Это было плохо. Это было — как в Нижнеярске, когда после какой-нибудь федеральной реформы начинается «затягивание гаек»: сверху приходит циркуляр, и каждый чиновник в каждом муниципалитете начинает на всякий случай отказывать всем во всём, потому что отказать — безопаснее, чем разрешить.
Двадцать лет, подумал я. Двадцать лет — таких. До девятьсот первого, когда начнётся новый цикл, — двадцать лет затягивания. Я, Алексей Дмитриевич Ракитин, проживу при Александре Третьем тринадцать лет, а потом ещё десять — при Николае Втором, и оба этих царя будут в основном держать гайки. И всё, что я успею за эти двадцать лет, будет сделано не благодаря системе, а вопреки ей.
Ладно, подумал я. Я работаю на местном уровне. На уездном. Я не пойду в губернию и не пойду в Петербург — пока не пойду. Я буду строить здесь, в Бережанске, всё, что можно построить, не привлекая внимания. Тихо. Локально. И когда придёт время — а оно придёт, через двадцать лет, или через тридцать, или через тридцать шесть, — у меня будет не Бережанск, а — другой Бережанск. Образец. И этот образец — может быть — кому-то покажется интересным.

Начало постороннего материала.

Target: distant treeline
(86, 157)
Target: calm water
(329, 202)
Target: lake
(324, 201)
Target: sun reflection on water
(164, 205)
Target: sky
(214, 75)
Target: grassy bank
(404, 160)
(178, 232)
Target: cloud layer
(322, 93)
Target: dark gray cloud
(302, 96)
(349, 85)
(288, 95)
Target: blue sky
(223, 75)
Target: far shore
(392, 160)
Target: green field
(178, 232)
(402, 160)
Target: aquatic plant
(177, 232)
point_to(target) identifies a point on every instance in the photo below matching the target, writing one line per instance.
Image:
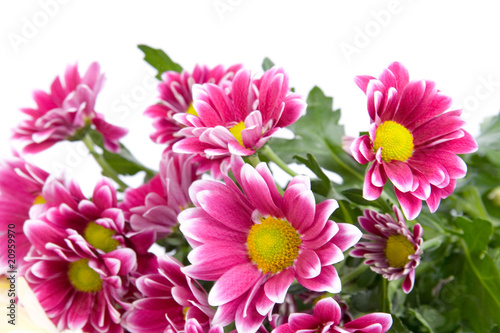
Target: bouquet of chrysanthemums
(345, 247)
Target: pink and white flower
(67, 109)
(241, 120)
(327, 316)
(170, 300)
(83, 261)
(255, 242)
(412, 140)
(176, 97)
(391, 249)
(20, 191)
(156, 204)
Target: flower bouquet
(262, 216)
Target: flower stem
(107, 170)
(271, 155)
(254, 159)
(354, 274)
(386, 304)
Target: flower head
(391, 250)
(412, 141)
(67, 109)
(83, 259)
(176, 97)
(156, 204)
(240, 120)
(21, 186)
(170, 300)
(327, 316)
(254, 242)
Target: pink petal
(347, 236)
(234, 283)
(277, 286)
(328, 310)
(410, 205)
(328, 281)
(308, 264)
(383, 319)
(400, 175)
(79, 311)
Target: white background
(324, 43)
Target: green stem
(354, 274)
(433, 242)
(254, 159)
(342, 164)
(107, 170)
(386, 306)
(478, 203)
(271, 155)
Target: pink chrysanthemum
(412, 140)
(68, 108)
(156, 204)
(83, 260)
(20, 191)
(326, 318)
(392, 250)
(176, 97)
(170, 300)
(255, 242)
(240, 120)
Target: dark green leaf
(324, 185)
(267, 64)
(159, 60)
(476, 234)
(124, 163)
(319, 134)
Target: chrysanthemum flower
(170, 299)
(241, 120)
(391, 250)
(20, 191)
(156, 204)
(83, 260)
(67, 109)
(412, 140)
(326, 318)
(176, 97)
(254, 242)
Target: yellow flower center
(397, 251)
(100, 237)
(84, 278)
(273, 245)
(39, 200)
(236, 132)
(396, 141)
(191, 110)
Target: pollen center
(273, 245)
(39, 200)
(100, 237)
(192, 111)
(236, 132)
(397, 251)
(396, 141)
(84, 278)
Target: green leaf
(124, 163)
(398, 326)
(267, 64)
(324, 186)
(480, 304)
(159, 60)
(319, 133)
(476, 234)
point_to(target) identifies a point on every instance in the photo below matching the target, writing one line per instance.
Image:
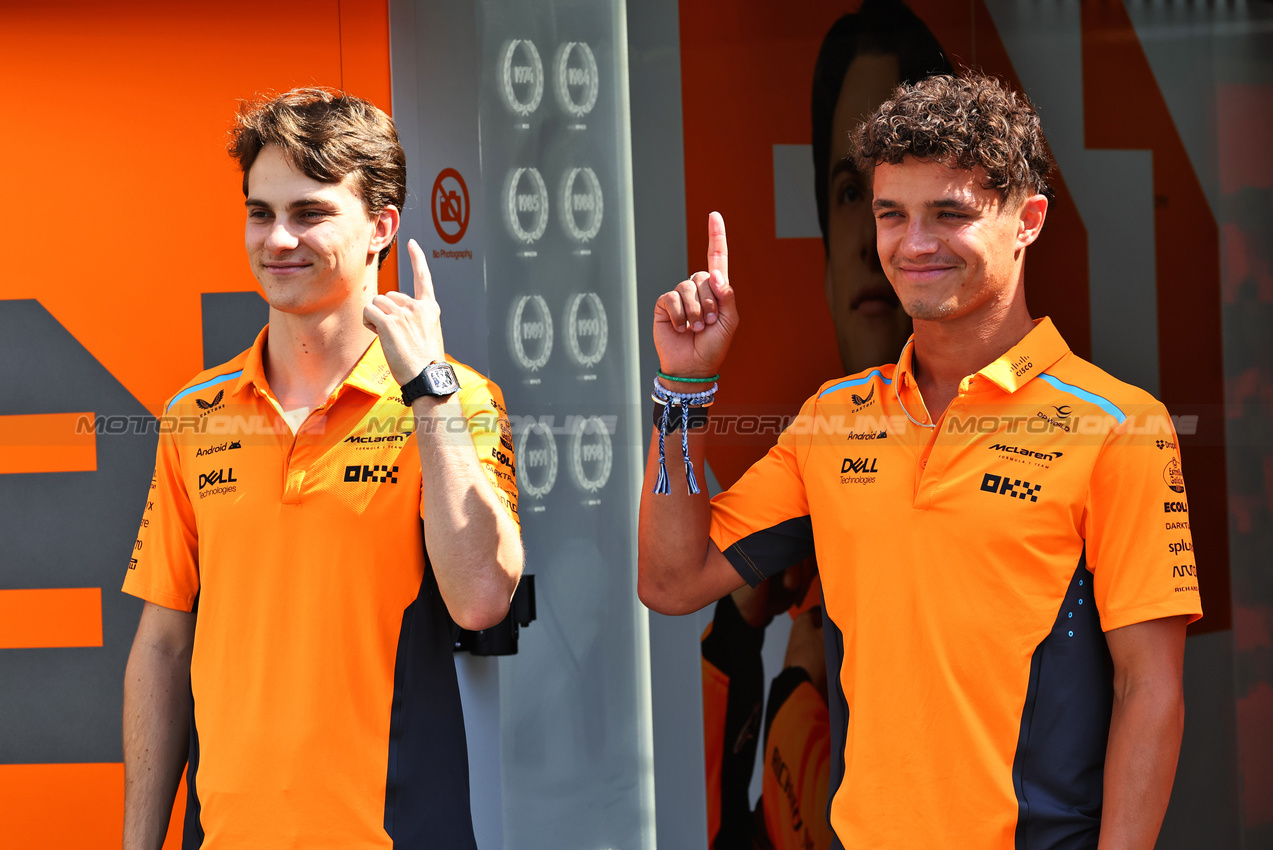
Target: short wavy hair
(961, 121)
(327, 135)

Это была не победа. Но это был план. План на двадцать лет.
И в моём состоянии — с температурой, с мокрым лбом, с дрожащими руками, — это было всё, что я мог себе позволить: иметь план. Даже если выполнить его — не уверен.
Прохор стоял рядом. Молча. Когда колокола в соборе закончили звонить, и голос Серафима затих, Прохор тихо сказал:
— Барин. Назад в постель. Барин.
Я кивнул. Он помог встать, дойти, лечь. Накрыл одеялом. Принёс новую чашку чая — потому что прежняя остыла.
Я лежал и думал: Александр Третий. Двадцать лет. Кирпичный завод. Воскресная школа. Газета. Бережанск как образец. Цукерман с долгом. Гордеев с тихой яростью. И — Анна, которая принимала меня как отца.
И — впервые за сорок шесть дней — мне стало по-настоящему страшно. Не за себя — а за то, что я могу не успеть.
Тридцатого апреля — после Манифеста, после звона, после ухода Сычёва — пришла Аграфена Тихоновна.
Без предупреждения — как всегда. Прохор только что вышел с пустой посудой, и я слышал в коридоре её голос:
— Где барин?
— В спальне, Аграфена Тихоновна. Болен. Доктор не велел беспокоить.
— Я не доктор. Я — тёща. Я не беспокою — я проведываю. Дай дорогу.
Дорогу дал. Дверь отворилась. Маленькая, прямая, в чёрном, в платке, с тем же выражением лица, с каким она входила во второй раз и в третий — выражением неутомимого инспектора собственной семьи.
— Лежи, лежи, — сказала она, увидев, что я делаю движение приподняться. — Где Анна?